Correspondance de Voltaire/1739/Lettre 1041

Correspondance de Voltaire/1739
Correspondance : année 1739GarnierŒuvres complètes de Voltaire, tome 35 (p. 137-139).

1041. — À M. L’ABBÉ MOUSSINOT[1].
Ce 26 (janvier 1739).

Mon cher abbé, je reçois votre lettre du 21, et celle du 23 au 24.

Grand merci, grand merci ; mais le point principal sera de commencer le procès criminel. Il serait bon que le chevalier de Mouhy se chargeât de le poursuivre en son nom, comme pour son ami, si cela se peut. Mais si les lois s’y opposent, ce que je ne crois pas, voici une procuration que je vous envoie.

Vous la donnerez à quelque bon praticien, qui agira en mon nom, s’il ne peut agir au nom du chevalier de Mouhy ; mais ce praticien ne doit jamais agir qu’au préalable vous n’ayez vu brûler tous les papiers que le chevalier de Mouhy conserve, et qui pourraient me nuire, comme mon premier mémoire justificatif dont je ne suis pas content, et l’original du Préservatif, où il avait mis des choses très-fortes, dont je suis encore plus mécontent. Il faut surtout qu’il m’écrive une lettre ostensible, par laquelle il demeure indubitable que je n’ai aucune part au Préservatif, et, dès qu’il vous dira qu’il m’a écrit cette lettre, et que le tout sera brûlé, le praticien commencera la procédure.

J’ai reçu les deux mémoires. Ne m’en envoyez plus, mais brûlez-les, car je garde copie de tout.

Promettez de l’argent au chevalier, mais qu’il ne se presse point, et qu’il ne mette point de montre en gage. On n’a rien commencé ; il n’a rien eu à débourser ; il a gagné au Prèservatif, dont il est l’auteur en partie ; il a eu cinquante livres ; il en aura encore, mais patience ; il n’y a point eu de feuille tirée, et l’imprimeur devrait rendre l’argent ; mais il n’en a pas reçu. Ne montrez point mes lettres au chevalier, mais assurez-le qu’il est impossible qu’il ait déboursé un sou, puisque le contre-ordre vint en même temps que le manuscrit ; et, quand on aurait commencé, la journée d’un ouvrier vaut un écu, et non pas cent cinquante livres. Si on agit au nom du chevalier de Mouhy dans le procès, que ce ne soit pas lui qui fasse les démarches : j’aimerais mieux ne rien entreprendre. Il faut un homme du palais.

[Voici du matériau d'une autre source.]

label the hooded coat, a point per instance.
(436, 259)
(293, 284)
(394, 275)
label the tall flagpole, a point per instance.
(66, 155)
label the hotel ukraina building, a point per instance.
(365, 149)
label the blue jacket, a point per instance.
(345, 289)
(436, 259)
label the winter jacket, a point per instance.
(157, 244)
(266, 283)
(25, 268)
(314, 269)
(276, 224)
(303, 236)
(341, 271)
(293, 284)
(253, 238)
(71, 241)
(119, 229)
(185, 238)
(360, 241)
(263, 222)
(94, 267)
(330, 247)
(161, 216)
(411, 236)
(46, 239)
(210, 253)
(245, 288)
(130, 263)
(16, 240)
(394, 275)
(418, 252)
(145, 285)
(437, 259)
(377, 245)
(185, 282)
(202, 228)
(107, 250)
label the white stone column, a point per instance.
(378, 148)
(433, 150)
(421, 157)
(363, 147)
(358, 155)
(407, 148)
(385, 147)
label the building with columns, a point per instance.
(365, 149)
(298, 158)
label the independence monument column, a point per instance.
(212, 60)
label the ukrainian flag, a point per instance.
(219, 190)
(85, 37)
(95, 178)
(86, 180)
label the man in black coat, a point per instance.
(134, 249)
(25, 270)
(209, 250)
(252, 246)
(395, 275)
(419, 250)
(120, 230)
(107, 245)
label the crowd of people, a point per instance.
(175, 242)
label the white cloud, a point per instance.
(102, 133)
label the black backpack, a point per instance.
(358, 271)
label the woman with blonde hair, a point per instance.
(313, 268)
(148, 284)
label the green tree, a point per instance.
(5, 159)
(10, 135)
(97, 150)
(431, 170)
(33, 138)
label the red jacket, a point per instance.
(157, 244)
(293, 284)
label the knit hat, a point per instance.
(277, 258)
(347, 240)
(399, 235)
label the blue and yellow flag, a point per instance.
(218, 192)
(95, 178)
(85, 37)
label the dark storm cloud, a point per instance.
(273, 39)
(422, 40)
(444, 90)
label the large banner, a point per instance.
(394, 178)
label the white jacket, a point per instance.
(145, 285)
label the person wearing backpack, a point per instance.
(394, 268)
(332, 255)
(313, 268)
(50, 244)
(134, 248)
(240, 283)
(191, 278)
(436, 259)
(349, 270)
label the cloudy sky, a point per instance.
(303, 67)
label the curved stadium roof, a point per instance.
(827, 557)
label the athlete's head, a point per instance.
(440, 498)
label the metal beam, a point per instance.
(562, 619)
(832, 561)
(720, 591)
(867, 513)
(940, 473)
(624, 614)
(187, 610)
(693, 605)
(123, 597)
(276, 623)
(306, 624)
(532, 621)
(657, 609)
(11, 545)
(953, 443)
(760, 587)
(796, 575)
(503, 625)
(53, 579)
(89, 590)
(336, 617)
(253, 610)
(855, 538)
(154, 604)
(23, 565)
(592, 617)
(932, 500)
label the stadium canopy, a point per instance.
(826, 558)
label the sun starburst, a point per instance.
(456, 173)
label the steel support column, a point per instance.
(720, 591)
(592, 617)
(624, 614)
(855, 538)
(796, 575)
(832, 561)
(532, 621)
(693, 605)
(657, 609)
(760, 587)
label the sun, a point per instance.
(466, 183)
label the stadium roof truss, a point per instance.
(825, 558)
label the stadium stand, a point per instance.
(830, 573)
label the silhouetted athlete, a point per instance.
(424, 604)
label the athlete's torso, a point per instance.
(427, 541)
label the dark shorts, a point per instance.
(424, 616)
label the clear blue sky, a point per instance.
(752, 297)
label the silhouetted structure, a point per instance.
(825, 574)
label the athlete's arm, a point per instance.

Dites au petit d’Arnaud que j’écrirai pour lui à M. Helvétius.

Il faut, je vous en supplie, demander si les libelles achetés l’ont été devant témoins. Je crois qu’il faut d’abord rendre plainte contre les distributeurs et vendeurs, et leur intenter procès, afin qu’ils nomment l’auteur. Je crois qu’outre cette démarche nécessaire on peut encore très-bien rendre plainte contre l’abbé Desfontaines, comme ayant un intérêt personnel au libelle, comme ayant nécessairement fourni des anecdotes qui ne pouvaient être sues que de lui, telles que des lettres à lui écrites, sa généalogie, son alliance avec Mme de Louraille[2], ses défenses littéraires, enfin comme ayant déjà subi en 1736 une condamnation pour un libelle de cette espèce à la chambre de l’Arsenal, et surtout comme atteint de celui-ci par la notoriété publique. Il faudra faire lever les procès-verbaux de ses écrous au Châtelet en 1724 ou 1725, à Bicêtre, et le commencement du procès criminel chez M. Rossignol, si faire se peut. L’abbé ne sera pas longtemps protégé par monsieur le duc, mais écrivez toujours qu’on ne peut rien faire sans ma présence, et recommandez à Demoulin de m’écrire de même, et cela de la manière la plus forte.

Je vous prie d’envoyer sur-le-champ cette lettre à M. d’Argental avec un des libelles, le tout cacheté.

Je vous embrasse bien tendrement.

  1. Édition Courtat.
  2. Cousine de l’abbé Desfontaines, si on l’en croit. Voyez la Voltairiana. deuxième édition, page 36.